Diablo III Review

Eleven years Diablo slumbered, biding his time until he would wake again and besiege the computer screens of eager fans as the collective U.S. nation finally converged on the realm of Sanctuary. But do not shed hope. A prophecy foretold of a champion's arrival, a nephalem with a fate that would cleanse the world of darkness and bring eternal conflict between Heaven's archangels and Hell's Lords of Evil to an end. You are that champion. The narrative begins in the secluded town of New Tristram, focusing solely on King Leoric's immoral undoing, Deckard Cain's rescue, and a mysterious fallen star. However, the plot escalates quickly, encompassing locations just as integral to the Diablo fiction while the armies of the two surviving Evils, Belial and Azmodan, march against humanity.

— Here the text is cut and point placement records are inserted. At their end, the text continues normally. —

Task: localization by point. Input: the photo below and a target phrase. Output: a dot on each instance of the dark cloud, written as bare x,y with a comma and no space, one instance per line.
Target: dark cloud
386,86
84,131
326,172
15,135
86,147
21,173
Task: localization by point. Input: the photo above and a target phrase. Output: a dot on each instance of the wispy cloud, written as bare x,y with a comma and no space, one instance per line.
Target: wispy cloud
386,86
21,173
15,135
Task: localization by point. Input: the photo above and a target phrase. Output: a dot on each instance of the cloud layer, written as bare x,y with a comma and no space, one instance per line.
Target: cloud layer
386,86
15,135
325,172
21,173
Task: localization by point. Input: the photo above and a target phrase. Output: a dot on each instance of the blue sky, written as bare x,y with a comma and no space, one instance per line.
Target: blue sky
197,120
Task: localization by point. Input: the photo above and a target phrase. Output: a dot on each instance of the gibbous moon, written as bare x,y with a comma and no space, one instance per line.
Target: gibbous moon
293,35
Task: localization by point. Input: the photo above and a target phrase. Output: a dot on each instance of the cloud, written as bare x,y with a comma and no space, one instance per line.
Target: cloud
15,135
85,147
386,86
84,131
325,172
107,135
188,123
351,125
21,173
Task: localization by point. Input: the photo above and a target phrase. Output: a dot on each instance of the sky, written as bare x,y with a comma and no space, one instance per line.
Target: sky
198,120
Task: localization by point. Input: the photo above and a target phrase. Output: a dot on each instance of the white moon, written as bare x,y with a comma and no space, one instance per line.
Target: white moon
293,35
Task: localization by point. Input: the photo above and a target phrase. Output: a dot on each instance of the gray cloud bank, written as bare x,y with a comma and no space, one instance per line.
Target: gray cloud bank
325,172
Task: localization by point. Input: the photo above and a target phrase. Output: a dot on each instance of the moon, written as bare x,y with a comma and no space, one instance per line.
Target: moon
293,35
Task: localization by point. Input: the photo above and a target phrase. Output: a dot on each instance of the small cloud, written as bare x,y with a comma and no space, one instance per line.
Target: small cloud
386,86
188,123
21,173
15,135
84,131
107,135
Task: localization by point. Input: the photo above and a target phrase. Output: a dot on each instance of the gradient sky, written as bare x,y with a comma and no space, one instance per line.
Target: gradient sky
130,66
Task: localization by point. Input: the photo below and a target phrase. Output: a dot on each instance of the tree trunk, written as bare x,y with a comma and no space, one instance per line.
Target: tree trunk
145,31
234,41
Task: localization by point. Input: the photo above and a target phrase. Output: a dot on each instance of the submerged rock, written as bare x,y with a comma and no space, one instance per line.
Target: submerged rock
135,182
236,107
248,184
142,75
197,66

The world is rich with lore illustrated in vast amounts of audio logs, but for people that want to skip every dialogue box and cutscene, the compulsive looting delivers unmatched hours of clicking, inspecting, and equipping.

Nothing is permanent in Blizzard's fantasy setting, especially lives. Civilians perish due to gaseous meteors and soldiers abandon their parapets in the claws of winged demons. Face it, NPCs exist to be maimed, murdered, and replaced at an indiscriminate point in time. The hub towns and camps retain the same layout, but the dungeons' branching paths – as well as the entrances and exits – alter with each saved game loaded, a fine addition given the faux open-world presentation. The randomization produces a different experience no matter how often you frequent that dusty cellar or medieval torture chamber. Even side quests become available only after reaching the prerequisite difficulty. Perhaps the real, true constant is the frantic click, click, click, run, dodge, click, click, clicking echoing from the peripherals of engrossed minds impervious to the wants of the body's circadian rhythm.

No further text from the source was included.